While precise data highlighting the trend are scarce, the latest figures from Germany’s Bundesbank show Czech investments in Germany soared nearly 30% to almost 5 billion euros in 2023. Six takeovers of German entities by Polish companies have been notified since the start of this year, up from two deals in the whole of 2024, the data by Navigator Capital showed.
CZECHS, POLES READY FOR EXPANSION
Petr Kozel, the owner of Czech cargo company VCHD, told Reuters the time was ripe for his business to expand operations in Germany, where it sees few new local players entering the market while existing ones struggle with succession problems.
“Medium-sized companies with lean structures and direct owners who can make quick and long-term decisions are now at an advantage,” he said.
Many of the Czech and Polish businesses scouting for opportunities in Germany set up shop in the early 1990s following the fall of communism and have now matured to the point where they need to look beyond their borders.
They can also source services back home where labour costs are often lower while injecting more nimble management structures into family-owned businesses, the companies and economists say.
“Germany has always been a big brother for us with German companies mainly only coming to Czechia,” Adam Jares, director of Germany for the Czech government’s CzechTrade office, told Reuters.
“Nowadays Czech companies are at the point where they have had 25-30 years to build the business and are now ready for further growth.”
For Czech and Polish companies looking to take a bite out of Europe’s largest market, the small and medium-sized enterprises just across the border make sense, given they account for half of Germany’s economic output and nearly 60% of jobs.
Szymon Bartkowiak, the chief executive of Polish firm TT PSC, said its 2025 deal for German information technology provider x-Info Wieland Sacher had already yielded a flurry of new contracts.

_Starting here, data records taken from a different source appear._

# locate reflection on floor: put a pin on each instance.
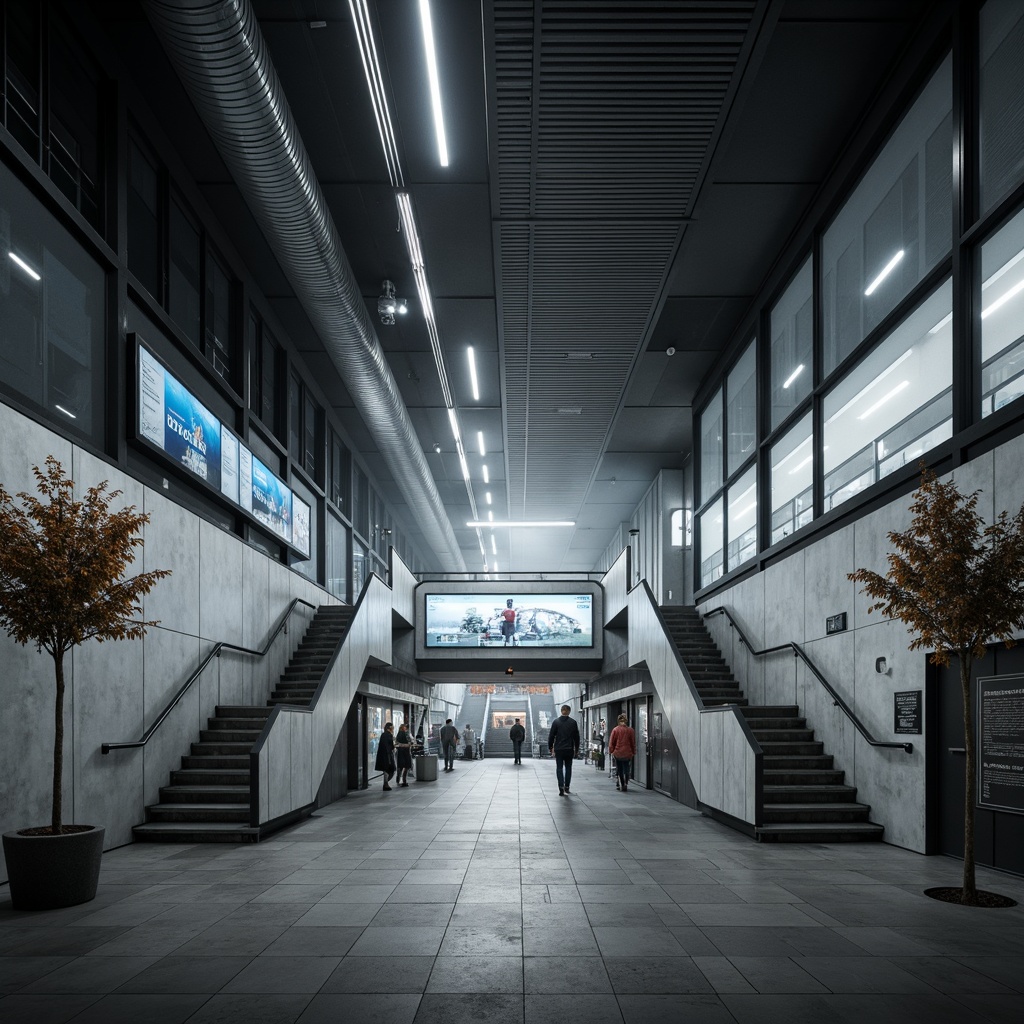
(486, 896)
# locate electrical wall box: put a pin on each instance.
(836, 624)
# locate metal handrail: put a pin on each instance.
(798, 650)
(215, 652)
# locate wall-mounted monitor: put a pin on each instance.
(176, 424)
(497, 620)
(482, 622)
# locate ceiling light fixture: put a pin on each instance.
(388, 304)
(473, 383)
(435, 88)
(896, 390)
(25, 266)
(522, 523)
(378, 95)
(791, 378)
(886, 270)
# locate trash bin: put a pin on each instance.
(426, 768)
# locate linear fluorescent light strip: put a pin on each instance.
(521, 523)
(878, 380)
(435, 88)
(378, 95)
(1004, 298)
(25, 266)
(886, 270)
(896, 390)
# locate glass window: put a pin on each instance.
(792, 461)
(337, 558)
(339, 483)
(184, 275)
(895, 227)
(742, 502)
(52, 305)
(712, 544)
(219, 317)
(793, 345)
(1003, 316)
(22, 72)
(711, 448)
(895, 406)
(740, 415)
(143, 219)
(74, 125)
(1001, 85)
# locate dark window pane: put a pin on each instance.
(183, 283)
(22, 80)
(51, 315)
(74, 144)
(143, 219)
(218, 318)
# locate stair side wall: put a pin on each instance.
(791, 600)
(221, 589)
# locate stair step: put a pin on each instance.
(173, 832)
(211, 776)
(824, 793)
(788, 813)
(214, 761)
(820, 832)
(204, 795)
(235, 813)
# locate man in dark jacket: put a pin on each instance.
(563, 742)
(449, 736)
(517, 734)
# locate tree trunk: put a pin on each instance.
(57, 744)
(970, 895)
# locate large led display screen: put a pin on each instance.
(175, 422)
(523, 621)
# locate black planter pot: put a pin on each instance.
(48, 871)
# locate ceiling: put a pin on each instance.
(622, 178)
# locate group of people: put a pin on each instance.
(394, 754)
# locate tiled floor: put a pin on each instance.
(485, 896)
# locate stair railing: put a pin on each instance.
(813, 669)
(214, 652)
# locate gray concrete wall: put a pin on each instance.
(791, 601)
(221, 590)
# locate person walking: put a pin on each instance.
(449, 736)
(623, 747)
(403, 750)
(517, 734)
(563, 743)
(385, 755)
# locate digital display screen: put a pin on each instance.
(527, 621)
(176, 423)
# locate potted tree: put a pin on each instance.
(62, 582)
(957, 585)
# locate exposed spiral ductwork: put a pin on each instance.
(220, 55)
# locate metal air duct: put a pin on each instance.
(220, 55)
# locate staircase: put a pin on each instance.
(207, 800)
(805, 798)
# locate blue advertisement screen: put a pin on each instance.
(527, 621)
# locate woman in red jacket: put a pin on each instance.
(623, 747)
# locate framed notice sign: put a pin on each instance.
(1000, 742)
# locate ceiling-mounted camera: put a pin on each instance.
(388, 303)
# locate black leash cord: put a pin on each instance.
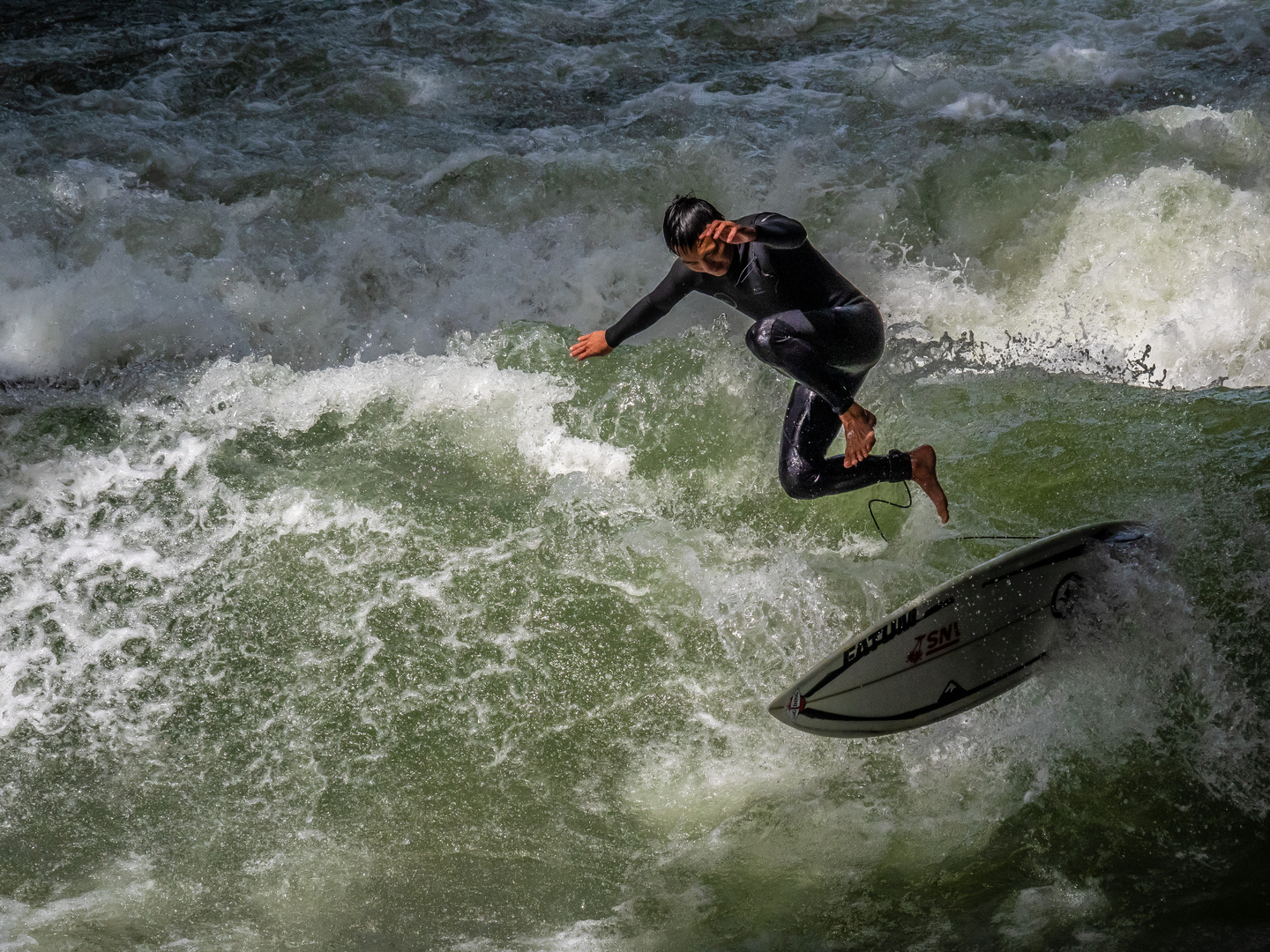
(906, 505)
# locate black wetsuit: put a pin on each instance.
(810, 323)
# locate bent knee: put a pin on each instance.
(799, 482)
(758, 339)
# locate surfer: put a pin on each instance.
(811, 323)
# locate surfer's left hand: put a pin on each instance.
(857, 429)
(729, 233)
(594, 344)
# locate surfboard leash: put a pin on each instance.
(909, 502)
(898, 505)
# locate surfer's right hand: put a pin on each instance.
(594, 344)
(857, 429)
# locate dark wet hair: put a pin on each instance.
(684, 221)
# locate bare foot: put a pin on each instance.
(857, 427)
(923, 475)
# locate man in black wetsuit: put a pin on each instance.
(811, 323)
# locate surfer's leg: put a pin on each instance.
(923, 461)
(827, 351)
(810, 428)
(830, 351)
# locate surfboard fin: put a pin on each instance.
(952, 692)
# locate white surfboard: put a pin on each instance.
(958, 645)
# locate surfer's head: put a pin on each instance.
(684, 219)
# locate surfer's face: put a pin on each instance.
(710, 257)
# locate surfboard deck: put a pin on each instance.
(955, 646)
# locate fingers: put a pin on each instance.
(727, 231)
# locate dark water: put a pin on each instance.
(342, 611)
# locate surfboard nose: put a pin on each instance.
(787, 707)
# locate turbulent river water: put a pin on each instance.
(340, 609)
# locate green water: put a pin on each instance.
(361, 686)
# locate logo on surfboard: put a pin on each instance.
(932, 643)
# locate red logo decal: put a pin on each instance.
(935, 641)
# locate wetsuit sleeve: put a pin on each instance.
(778, 231)
(654, 306)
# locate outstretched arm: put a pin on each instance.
(648, 311)
(778, 231)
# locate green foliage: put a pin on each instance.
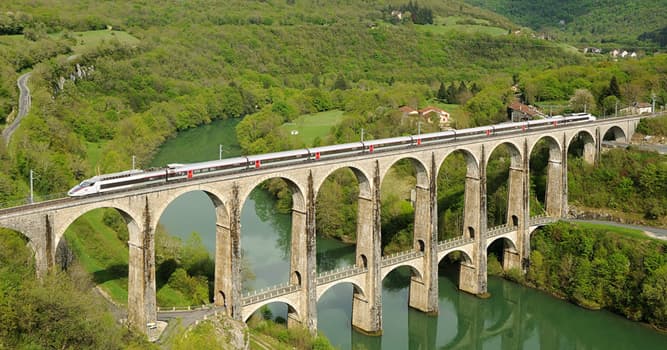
(653, 126)
(588, 21)
(598, 268)
(637, 181)
(59, 311)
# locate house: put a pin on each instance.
(518, 111)
(430, 111)
(408, 111)
(637, 108)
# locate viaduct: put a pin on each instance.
(44, 224)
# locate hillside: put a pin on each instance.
(588, 22)
(169, 68)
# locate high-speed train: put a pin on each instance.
(181, 172)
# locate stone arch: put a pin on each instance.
(363, 179)
(132, 220)
(296, 187)
(509, 254)
(467, 224)
(508, 242)
(357, 289)
(614, 133)
(588, 144)
(512, 204)
(217, 200)
(292, 311)
(555, 147)
(421, 170)
(362, 261)
(472, 161)
(414, 271)
(549, 192)
(465, 258)
(296, 278)
(516, 154)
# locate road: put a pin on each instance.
(24, 106)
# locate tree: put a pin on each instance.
(442, 92)
(614, 88)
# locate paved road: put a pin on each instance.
(24, 106)
(659, 233)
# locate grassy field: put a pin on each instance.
(105, 257)
(101, 253)
(310, 126)
(445, 25)
(81, 41)
(622, 231)
(91, 39)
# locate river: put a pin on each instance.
(514, 317)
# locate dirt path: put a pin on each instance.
(24, 106)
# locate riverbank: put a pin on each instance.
(595, 268)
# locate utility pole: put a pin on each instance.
(31, 187)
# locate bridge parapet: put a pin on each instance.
(268, 293)
(499, 230)
(453, 243)
(339, 273)
(542, 219)
(400, 257)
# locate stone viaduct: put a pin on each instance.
(44, 224)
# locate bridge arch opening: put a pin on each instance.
(404, 194)
(280, 312)
(17, 252)
(502, 256)
(546, 177)
(343, 217)
(615, 134)
(456, 268)
(104, 237)
(581, 145)
(457, 183)
(273, 234)
(192, 227)
(504, 184)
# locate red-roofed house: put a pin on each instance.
(407, 110)
(518, 111)
(428, 112)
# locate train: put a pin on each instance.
(183, 172)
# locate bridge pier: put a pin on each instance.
(141, 288)
(424, 290)
(367, 308)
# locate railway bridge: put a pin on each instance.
(44, 223)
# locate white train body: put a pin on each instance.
(183, 172)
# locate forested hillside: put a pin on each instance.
(589, 22)
(190, 63)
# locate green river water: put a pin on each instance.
(514, 317)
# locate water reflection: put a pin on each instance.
(513, 318)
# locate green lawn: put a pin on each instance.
(90, 39)
(310, 126)
(444, 25)
(81, 41)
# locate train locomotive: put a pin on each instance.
(179, 172)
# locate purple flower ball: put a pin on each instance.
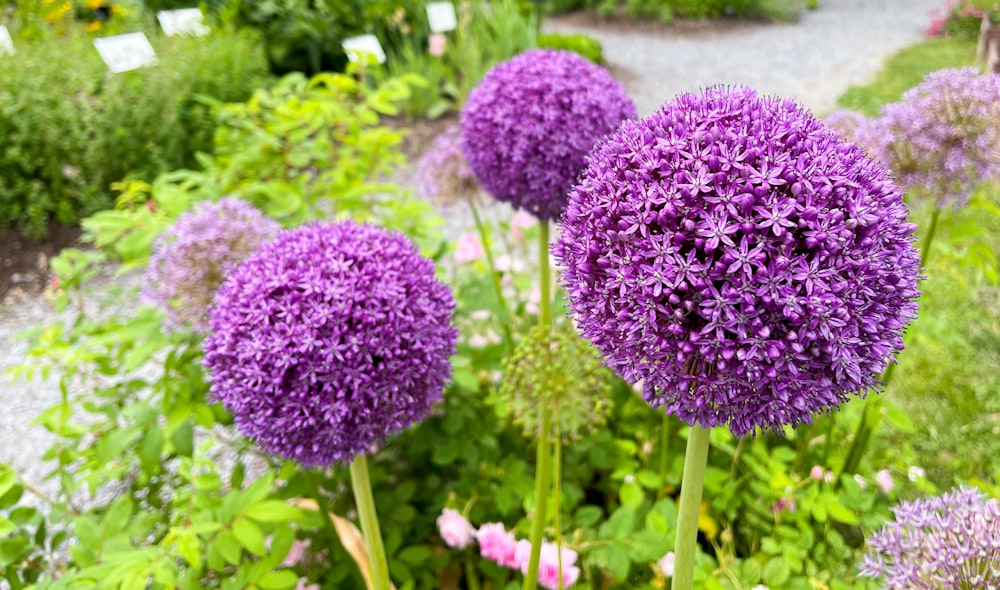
(740, 259)
(193, 256)
(528, 126)
(949, 541)
(943, 138)
(328, 340)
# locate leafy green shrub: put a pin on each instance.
(584, 45)
(69, 129)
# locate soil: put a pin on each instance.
(24, 263)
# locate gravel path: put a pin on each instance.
(843, 43)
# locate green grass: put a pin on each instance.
(905, 70)
(948, 381)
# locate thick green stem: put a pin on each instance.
(369, 523)
(495, 279)
(689, 508)
(863, 435)
(665, 433)
(543, 472)
(545, 285)
(556, 492)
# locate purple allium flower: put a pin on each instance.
(329, 339)
(442, 172)
(943, 138)
(193, 256)
(949, 541)
(530, 123)
(738, 257)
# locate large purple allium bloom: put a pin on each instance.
(949, 541)
(192, 257)
(530, 123)
(943, 138)
(328, 340)
(741, 259)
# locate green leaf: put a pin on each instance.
(415, 554)
(6, 526)
(775, 573)
(273, 511)
(249, 535)
(278, 580)
(228, 546)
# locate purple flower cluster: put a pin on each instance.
(530, 123)
(442, 172)
(328, 340)
(949, 541)
(943, 138)
(741, 259)
(193, 256)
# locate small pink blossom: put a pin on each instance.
(455, 529)
(783, 505)
(666, 564)
(468, 250)
(436, 44)
(497, 544)
(296, 552)
(549, 566)
(884, 481)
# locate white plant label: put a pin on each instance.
(363, 44)
(186, 22)
(441, 17)
(6, 43)
(126, 52)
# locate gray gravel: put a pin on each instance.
(842, 44)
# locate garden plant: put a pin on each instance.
(685, 350)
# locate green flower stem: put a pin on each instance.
(557, 491)
(685, 545)
(873, 407)
(471, 577)
(545, 285)
(495, 279)
(665, 433)
(543, 471)
(369, 523)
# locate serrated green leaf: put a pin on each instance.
(273, 511)
(278, 580)
(415, 554)
(249, 536)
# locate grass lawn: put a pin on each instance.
(947, 382)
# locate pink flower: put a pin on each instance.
(783, 505)
(548, 564)
(469, 249)
(666, 564)
(436, 44)
(455, 529)
(549, 567)
(296, 552)
(497, 544)
(884, 481)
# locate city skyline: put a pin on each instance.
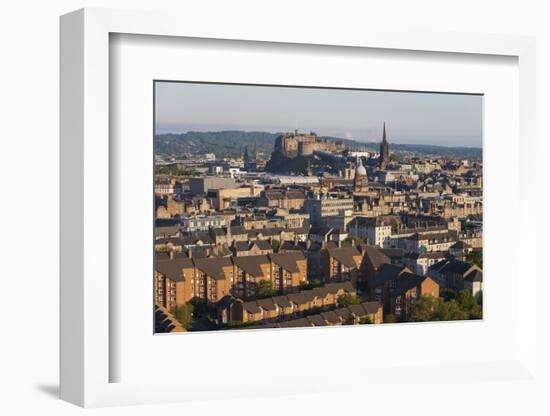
(453, 120)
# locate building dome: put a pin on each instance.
(360, 170)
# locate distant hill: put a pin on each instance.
(230, 142)
(222, 143)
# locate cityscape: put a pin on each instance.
(277, 225)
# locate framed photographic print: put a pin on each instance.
(284, 205)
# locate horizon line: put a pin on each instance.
(321, 136)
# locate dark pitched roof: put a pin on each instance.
(220, 232)
(456, 266)
(461, 245)
(212, 266)
(316, 320)
(298, 298)
(386, 273)
(288, 261)
(282, 301)
(251, 307)
(238, 230)
(407, 282)
(371, 307)
(320, 230)
(345, 255)
(474, 276)
(241, 246)
(343, 313)
(336, 286)
(358, 310)
(251, 264)
(393, 253)
(266, 304)
(293, 246)
(331, 317)
(301, 322)
(263, 245)
(171, 268)
(376, 257)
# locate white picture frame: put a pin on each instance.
(86, 353)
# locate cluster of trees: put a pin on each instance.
(276, 244)
(264, 289)
(475, 257)
(451, 306)
(347, 299)
(184, 315)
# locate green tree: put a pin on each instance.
(347, 299)
(184, 315)
(450, 311)
(447, 294)
(365, 321)
(469, 304)
(390, 318)
(425, 309)
(264, 289)
(310, 284)
(475, 257)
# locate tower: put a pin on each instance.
(384, 150)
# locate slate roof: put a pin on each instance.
(331, 317)
(172, 268)
(251, 307)
(358, 310)
(343, 313)
(293, 246)
(238, 230)
(371, 307)
(213, 266)
(288, 261)
(282, 301)
(407, 282)
(376, 257)
(345, 255)
(386, 273)
(456, 266)
(263, 245)
(266, 304)
(251, 264)
(301, 322)
(474, 276)
(316, 320)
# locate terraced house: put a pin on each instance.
(181, 279)
(282, 308)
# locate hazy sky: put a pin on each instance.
(421, 118)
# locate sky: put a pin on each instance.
(411, 117)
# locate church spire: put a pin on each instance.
(384, 150)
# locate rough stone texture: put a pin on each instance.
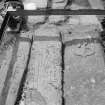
(18, 70)
(84, 73)
(43, 83)
(5, 59)
(15, 66)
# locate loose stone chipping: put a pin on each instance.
(43, 83)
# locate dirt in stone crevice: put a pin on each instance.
(20, 91)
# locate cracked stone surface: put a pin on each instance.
(38, 51)
(82, 63)
(44, 76)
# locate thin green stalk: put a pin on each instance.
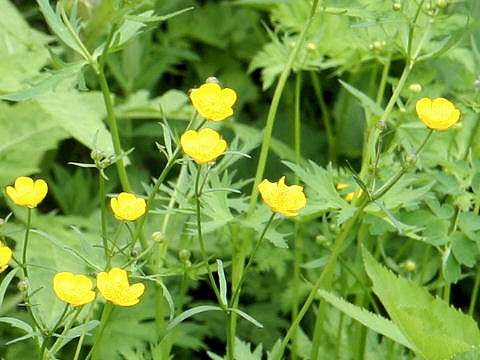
(250, 260)
(200, 237)
(25, 242)
(103, 214)
(156, 187)
(473, 299)
(327, 121)
(272, 112)
(406, 166)
(84, 331)
(94, 351)
(323, 281)
(111, 117)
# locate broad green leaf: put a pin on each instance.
(80, 114)
(56, 24)
(50, 82)
(27, 132)
(451, 268)
(373, 321)
(473, 354)
(189, 313)
(436, 330)
(464, 249)
(222, 281)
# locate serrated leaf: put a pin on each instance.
(373, 321)
(436, 330)
(364, 99)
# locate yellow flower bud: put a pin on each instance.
(212, 102)
(437, 114)
(203, 146)
(73, 289)
(27, 192)
(5, 257)
(114, 287)
(282, 198)
(127, 206)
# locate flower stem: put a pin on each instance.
(25, 242)
(94, 352)
(200, 237)
(250, 260)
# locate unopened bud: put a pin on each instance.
(97, 155)
(158, 236)
(212, 80)
(411, 158)
(23, 285)
(381, 125)
(410, 265)
(184, 255)
(397, 7)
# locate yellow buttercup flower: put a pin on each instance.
(27, 192)
(5, 256)
(282, 198)
(127, 206)
(203, 146)
(73, 289)
(212, 102)
(437, 114)
(114, 287)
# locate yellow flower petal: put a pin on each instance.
(282, 198)
(437, 114)
(115, 288)
(26, 192)
(127, 206)
(203, 146)
(73, 289)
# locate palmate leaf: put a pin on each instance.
(436, 330)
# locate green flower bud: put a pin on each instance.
(23, 285)
(415, 88)
(410, 265)
(212, 80)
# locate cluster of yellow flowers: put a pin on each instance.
(77, 289)
(114, 286)
(215, 104)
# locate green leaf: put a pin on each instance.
(5, 283)
(222, 281)
(365, 100)
(56, 24)
(436, 330)
(81, 115)
(374, 322)
(189, 313)
(473, 354)
(246, 317)
(464, 249)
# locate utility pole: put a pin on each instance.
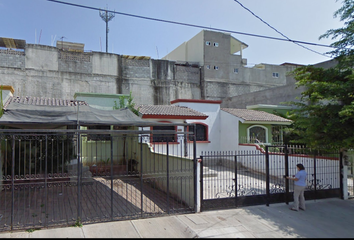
(106, 16)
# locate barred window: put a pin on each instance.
(164, 137)
(201, 132)
(99, 137)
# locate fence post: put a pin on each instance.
(235, 180)
(195, 171)
(46, 180)
(78, 179)
(314, 174)
(267, 176)
(13, 183)
(141, 176)
(286, 174)
(341, 174)
(112, 177)
(168, 179)
(201, 182)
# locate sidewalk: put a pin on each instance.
(328, 218)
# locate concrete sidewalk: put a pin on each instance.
(328, 218)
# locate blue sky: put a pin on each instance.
(41, 21)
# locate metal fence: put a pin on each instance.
(68, 177)
(241, 178)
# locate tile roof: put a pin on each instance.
(169, 110)
(43, 101)
(254, 115)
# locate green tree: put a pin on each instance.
(126, 101)
(325, 113)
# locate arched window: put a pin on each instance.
(201, 132)
(164, 137)
(257, 134)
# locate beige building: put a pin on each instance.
(224, 70)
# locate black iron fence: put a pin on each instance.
(241, 178)
(67, 177)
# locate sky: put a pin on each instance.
(45, 22)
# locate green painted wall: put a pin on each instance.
(243, 131)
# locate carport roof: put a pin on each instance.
(256, 116)
(169, 112)
(32, 112)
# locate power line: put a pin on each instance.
(193, 25)
(279, 31)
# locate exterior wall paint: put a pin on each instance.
(229, 128)
(213, 122)
(100, 101)
(41, 57)
(12, 58)
(50, 72)
(244, 126)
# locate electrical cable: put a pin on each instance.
(279, 31)
(193, 25)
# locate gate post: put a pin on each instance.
(168, 178)
(112, 177)
(267, 176)
(342, 176)
(286, 165)
(235, 179)
(201, 183)
(13, 183)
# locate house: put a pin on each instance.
(225, 72)
(217, 129)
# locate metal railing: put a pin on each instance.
(65, 177)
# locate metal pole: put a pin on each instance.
(195, 169)
(46, 180)
(235, 180)
(267, 176)
(111, 178)
(286, 165)
(106, 32)
(13, 183)
(141, 175)
(341, 174)
(168, 180)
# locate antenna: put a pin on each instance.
(106, 16)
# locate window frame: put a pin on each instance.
(206, 133)
(175, 139)
(253, 126)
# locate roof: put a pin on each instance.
(169, 112)
(12, 43)
(33, 112)
(255, 116)
(42, 101)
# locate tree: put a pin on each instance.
(129, 104)
(325, 113)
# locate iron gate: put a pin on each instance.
(66, 177)
(243, 178)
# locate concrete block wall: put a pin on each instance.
(46, 71)
(75, 62)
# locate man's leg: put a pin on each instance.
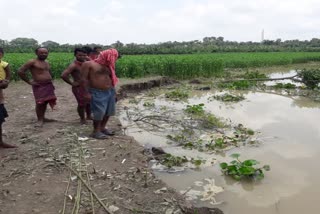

The purchase announced this year by Polish waste management company Grupa Recykl of Germany’s HRV is also a win-win, the CEO of the Polish company said: Grupa Recykl will gain better access to a market nearly three times bigger than its home market while it will give HRV access to a financially-strong international partner.
A survey by German state-run development bank KfW showed around 231,000 SME owners plan to close their doors by the end of this year – 67,500 more than a year ago — providing plenty of choices for cash-rich Czech and Polish companies.
“In my view, for the Czech firms, there’s a three or five-year window of opportunity to acquire stakes in German companies,” ING Chief Economist David Havrlant told Reuters.